Slavko Osterc (17 June 1895 – 23 May 1941), was a Slovenian composer.

Osterc was born in Veržej. He studied under Emerik Beran, who was a pupil of Leoš Janáček, in his youth before attending the Prague Conservatory from 1925 to 1927. While there he studied under Karel Boleslav Jirák, Vítězslav Novák, and Alois Hába. Osterc was a professor at the Ljubljana Conservatory for much of his career, remaining there until his death. He was much the leading composer of Slovenia in the 1930s, as Marij Kogoj had been in the 1920s.
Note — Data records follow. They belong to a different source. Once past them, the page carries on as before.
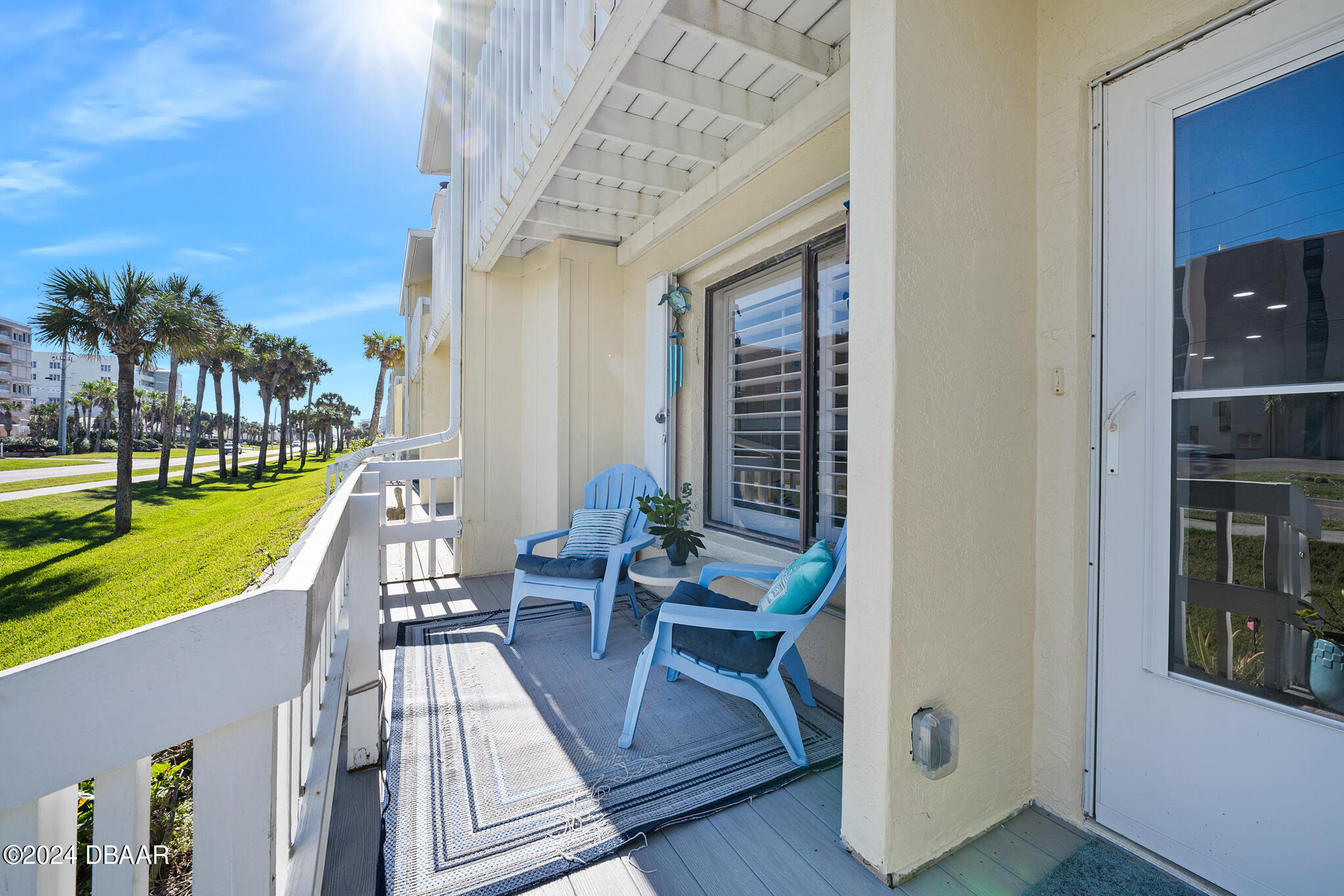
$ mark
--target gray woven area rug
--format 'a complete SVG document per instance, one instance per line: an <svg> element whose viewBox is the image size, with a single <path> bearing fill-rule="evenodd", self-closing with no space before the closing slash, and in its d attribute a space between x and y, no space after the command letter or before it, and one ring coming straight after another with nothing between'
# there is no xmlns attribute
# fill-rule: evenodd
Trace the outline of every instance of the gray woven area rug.
<svg viewBox="0 0 1344 896"><path fill-rule="evenodd" d="M722 809L806 774L761 712L683 676L649 676L621 750L645 641L617 607L605 660L589 614L524 609L402 623L383 814L387 896L501 895L616 852L641 832ZM813 768L840 760L841 723L794 695Z"/></svg>

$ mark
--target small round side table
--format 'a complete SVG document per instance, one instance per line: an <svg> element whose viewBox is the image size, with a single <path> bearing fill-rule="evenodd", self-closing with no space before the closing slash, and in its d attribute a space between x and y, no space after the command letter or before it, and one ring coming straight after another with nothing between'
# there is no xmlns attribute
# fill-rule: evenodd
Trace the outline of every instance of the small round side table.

One of his pupils was Pavel Šivic.

==Works==
Note: This list is incomplete.

- Operas
- Krst pri Savici (The Baptism on the Savica, after France Prešeren's The Baptism on the Savica, 1921)
- Osveta (after Theodor Körner, 1923)
- Iz komične opere (From the Comic Opera, after Henri Murger, 1928)
- Krog s kredo (The Chalk Circle, after Klabund, 1928/29)
- Saloma (Salome, 1929/30)
- Dandin v vicah (Dandin in Purgatory, after Molière and Hans Sachs, 1930)
- Medea (after Euripides), 1930

- Ballets
- Iz Satanovega Dnevnika (From Satan's Diary, 1924)
- Maska rdeče smrti (The Masque of the Red Death, 1930)
- Illusions (1938–40)

- Orchestral
- The Baptism on the Savica (symphonic picture, 1921)
- Bagatelles (1922)
- Symphony (1922)
- Suite (1929)
- Concerto for Orchestra (1932)
- Ouverture classique (1932)
- Concerto (1933)
- Passacaglia and Chorale (1934)
- Danses (1935)
- Mouvements symphoniques (1936)
- 4 pieces symphoniques (1938–39)
- Mati (Mother; symphonic poem, 1940)

- Other
- Various works for voice; piano works; chamber music.